Cadaver Synod

One of the strangest episodes in the turbulent history of the Church in the ninth century was a meeting and ecclesiastical trial has come to be known as the Cadaver Synod. During a period of great political upheaval in Italy, from the year 872 – 965 there were 24 Popes. With so much chaos and such frequent shifting of power structures, very few documentary sources about that time survive. But here’s what we do know:

In 864, Formosus  became the Bishop of Porto during the pontificate of Pope Nicholas the first. 11 years later, shortly after Charles the Bald’s imperial coronation, Formosus  fled Rome out of fear of Pope John VIII, for reasons unknown. Shortly thereafter, John VIII accused Formosus  of conspiring to usurp the papacy, and deserting his diocese in Porto.   When John VIII died in 882  Bishop Formosus  seemed to be out of the woods. In fact, he himself was elected pope in 891, and after a papacy embroiled in the politics of the Holy Roman empire, died in a 896.

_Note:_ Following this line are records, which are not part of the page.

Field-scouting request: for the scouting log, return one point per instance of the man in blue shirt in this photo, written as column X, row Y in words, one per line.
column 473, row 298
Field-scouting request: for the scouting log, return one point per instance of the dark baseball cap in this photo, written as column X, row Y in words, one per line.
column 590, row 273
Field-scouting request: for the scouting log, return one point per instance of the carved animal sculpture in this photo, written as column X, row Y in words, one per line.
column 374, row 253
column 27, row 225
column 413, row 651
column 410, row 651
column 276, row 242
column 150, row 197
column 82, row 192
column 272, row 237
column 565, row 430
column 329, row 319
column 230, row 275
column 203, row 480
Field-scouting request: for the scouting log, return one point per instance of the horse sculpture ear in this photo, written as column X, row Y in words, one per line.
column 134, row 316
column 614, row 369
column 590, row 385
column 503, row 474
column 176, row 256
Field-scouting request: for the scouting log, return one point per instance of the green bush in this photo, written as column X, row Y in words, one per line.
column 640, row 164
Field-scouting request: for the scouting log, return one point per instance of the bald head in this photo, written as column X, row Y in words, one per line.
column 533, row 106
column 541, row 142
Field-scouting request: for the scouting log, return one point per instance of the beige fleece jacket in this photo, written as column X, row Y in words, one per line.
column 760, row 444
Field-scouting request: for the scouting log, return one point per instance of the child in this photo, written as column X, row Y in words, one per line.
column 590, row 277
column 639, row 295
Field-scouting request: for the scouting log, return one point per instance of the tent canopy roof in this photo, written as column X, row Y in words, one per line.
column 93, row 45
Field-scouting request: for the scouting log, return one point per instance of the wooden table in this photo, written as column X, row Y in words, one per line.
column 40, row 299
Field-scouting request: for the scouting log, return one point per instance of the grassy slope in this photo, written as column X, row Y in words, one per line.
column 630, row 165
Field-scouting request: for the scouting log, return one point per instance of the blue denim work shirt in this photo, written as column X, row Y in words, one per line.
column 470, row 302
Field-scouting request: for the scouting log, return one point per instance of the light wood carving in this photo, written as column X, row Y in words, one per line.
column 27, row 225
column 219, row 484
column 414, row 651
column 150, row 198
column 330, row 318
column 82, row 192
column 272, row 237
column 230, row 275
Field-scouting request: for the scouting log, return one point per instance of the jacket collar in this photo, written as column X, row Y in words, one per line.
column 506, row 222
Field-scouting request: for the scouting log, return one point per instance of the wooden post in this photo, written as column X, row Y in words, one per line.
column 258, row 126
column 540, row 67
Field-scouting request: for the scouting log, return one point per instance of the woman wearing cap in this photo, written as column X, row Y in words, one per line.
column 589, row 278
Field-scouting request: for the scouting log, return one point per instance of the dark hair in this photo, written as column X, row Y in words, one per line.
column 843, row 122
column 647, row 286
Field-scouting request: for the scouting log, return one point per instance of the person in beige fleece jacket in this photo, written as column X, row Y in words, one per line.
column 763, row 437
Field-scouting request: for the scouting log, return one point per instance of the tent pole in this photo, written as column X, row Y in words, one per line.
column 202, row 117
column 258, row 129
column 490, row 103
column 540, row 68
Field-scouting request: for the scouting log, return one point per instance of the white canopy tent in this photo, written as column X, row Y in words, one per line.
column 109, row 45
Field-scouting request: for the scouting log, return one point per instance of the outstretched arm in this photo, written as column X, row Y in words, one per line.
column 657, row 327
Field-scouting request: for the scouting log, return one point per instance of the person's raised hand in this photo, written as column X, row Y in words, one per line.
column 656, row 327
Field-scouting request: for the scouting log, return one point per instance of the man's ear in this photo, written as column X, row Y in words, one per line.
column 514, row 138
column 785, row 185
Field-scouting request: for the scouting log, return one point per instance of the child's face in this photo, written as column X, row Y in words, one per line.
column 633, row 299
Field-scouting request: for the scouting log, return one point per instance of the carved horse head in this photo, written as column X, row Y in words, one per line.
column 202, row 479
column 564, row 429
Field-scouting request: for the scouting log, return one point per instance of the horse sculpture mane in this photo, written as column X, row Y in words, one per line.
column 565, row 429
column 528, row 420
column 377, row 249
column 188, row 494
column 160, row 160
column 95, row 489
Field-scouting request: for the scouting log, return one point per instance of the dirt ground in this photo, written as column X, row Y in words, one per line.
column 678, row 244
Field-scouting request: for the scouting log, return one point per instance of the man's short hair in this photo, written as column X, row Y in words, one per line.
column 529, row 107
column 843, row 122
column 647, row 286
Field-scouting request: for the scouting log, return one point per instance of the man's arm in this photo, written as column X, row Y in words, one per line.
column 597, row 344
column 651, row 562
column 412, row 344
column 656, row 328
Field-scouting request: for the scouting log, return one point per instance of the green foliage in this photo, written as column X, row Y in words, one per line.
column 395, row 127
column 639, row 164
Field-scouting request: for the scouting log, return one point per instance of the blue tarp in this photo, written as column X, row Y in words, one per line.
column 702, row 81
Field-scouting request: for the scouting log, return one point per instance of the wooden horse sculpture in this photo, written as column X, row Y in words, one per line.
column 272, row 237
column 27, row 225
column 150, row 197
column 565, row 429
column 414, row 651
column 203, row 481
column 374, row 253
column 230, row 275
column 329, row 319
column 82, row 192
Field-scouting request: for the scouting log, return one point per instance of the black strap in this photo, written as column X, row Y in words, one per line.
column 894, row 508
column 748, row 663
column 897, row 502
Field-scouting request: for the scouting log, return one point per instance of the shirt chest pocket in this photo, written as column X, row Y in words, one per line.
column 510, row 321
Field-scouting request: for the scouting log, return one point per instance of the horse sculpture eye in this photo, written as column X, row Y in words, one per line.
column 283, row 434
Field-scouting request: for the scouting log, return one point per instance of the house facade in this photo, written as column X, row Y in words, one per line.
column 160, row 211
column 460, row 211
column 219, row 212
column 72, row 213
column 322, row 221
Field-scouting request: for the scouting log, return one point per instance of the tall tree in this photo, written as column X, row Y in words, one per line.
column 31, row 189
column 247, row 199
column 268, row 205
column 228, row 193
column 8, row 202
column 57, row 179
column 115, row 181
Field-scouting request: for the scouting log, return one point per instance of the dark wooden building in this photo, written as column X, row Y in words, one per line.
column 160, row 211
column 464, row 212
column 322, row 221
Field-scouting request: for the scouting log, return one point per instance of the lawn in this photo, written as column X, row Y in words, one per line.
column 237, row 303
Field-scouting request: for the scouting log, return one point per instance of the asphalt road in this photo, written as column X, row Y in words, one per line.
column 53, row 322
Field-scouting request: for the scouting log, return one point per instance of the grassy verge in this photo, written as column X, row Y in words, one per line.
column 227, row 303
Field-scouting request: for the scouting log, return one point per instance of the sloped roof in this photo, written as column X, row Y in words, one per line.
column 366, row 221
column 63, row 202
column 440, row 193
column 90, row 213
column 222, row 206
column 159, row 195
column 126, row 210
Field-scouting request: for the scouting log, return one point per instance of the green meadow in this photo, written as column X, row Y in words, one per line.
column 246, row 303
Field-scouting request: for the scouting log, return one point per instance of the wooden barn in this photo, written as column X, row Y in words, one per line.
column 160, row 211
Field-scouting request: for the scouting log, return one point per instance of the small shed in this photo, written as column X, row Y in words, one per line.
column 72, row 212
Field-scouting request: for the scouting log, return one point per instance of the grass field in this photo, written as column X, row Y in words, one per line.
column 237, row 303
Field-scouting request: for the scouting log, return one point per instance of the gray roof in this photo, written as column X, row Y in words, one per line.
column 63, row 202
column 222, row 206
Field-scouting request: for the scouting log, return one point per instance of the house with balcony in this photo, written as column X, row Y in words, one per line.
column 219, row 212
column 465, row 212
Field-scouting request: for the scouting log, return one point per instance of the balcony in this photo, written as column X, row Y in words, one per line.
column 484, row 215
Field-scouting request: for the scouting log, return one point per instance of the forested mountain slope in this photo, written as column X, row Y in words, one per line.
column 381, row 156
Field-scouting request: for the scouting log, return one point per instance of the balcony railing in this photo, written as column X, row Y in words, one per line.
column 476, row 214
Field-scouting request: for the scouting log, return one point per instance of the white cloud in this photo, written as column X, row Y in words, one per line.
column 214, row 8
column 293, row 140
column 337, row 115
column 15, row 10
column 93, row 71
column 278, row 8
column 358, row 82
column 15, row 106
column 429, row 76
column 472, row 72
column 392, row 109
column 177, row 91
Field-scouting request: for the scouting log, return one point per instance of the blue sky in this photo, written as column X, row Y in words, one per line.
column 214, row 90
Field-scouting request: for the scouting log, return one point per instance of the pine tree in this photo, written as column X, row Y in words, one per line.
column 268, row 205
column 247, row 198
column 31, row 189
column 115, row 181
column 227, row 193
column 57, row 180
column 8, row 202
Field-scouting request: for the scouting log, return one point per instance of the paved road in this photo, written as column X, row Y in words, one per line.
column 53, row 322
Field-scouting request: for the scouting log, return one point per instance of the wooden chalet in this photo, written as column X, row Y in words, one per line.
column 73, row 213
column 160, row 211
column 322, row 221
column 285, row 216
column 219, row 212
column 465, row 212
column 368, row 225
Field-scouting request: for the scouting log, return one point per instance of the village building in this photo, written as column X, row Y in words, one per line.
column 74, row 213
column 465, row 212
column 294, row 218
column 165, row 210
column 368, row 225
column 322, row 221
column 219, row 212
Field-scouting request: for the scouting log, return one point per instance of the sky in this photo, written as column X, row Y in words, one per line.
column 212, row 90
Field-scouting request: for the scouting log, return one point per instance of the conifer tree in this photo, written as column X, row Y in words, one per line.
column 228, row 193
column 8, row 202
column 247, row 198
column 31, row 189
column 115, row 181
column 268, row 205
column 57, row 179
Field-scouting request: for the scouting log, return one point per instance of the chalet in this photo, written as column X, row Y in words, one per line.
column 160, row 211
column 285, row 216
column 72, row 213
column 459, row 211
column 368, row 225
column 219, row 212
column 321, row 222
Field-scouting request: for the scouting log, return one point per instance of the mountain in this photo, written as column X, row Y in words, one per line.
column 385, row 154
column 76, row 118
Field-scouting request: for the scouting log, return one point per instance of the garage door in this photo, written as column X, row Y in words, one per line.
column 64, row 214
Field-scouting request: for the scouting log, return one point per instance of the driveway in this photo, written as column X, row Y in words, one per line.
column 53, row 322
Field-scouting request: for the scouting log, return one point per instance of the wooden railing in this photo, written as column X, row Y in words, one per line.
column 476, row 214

One year later Pope Stephen VI ordered the body of his predecessor Pope Fomosus  exhumed and brought to the papal court for judgment. According to one account, Stephen VI asked  the previous pope’s remains, “when you were Bishop of Porto, why did you usurp the universal Roman See in such a spirit of ambition?”   He then ordered the body interred in a graveyard for foreigners, later to be dug up again and thrown into the Tiber River.   This macabre and vindictive spectacle turned public opinion against Stephen, and a public uprising led to his being deposed and thrown into prison, where he was murdered. One year later Pope Theodore IId annulled the decrees of the Cadaver Synod,  and prohibited any future trials of the dead person.

Today’s synod of Bishops are much more sober deliberative meetings, and we can give thanks that the church is no longer embroiled  in the tangled politics of empires.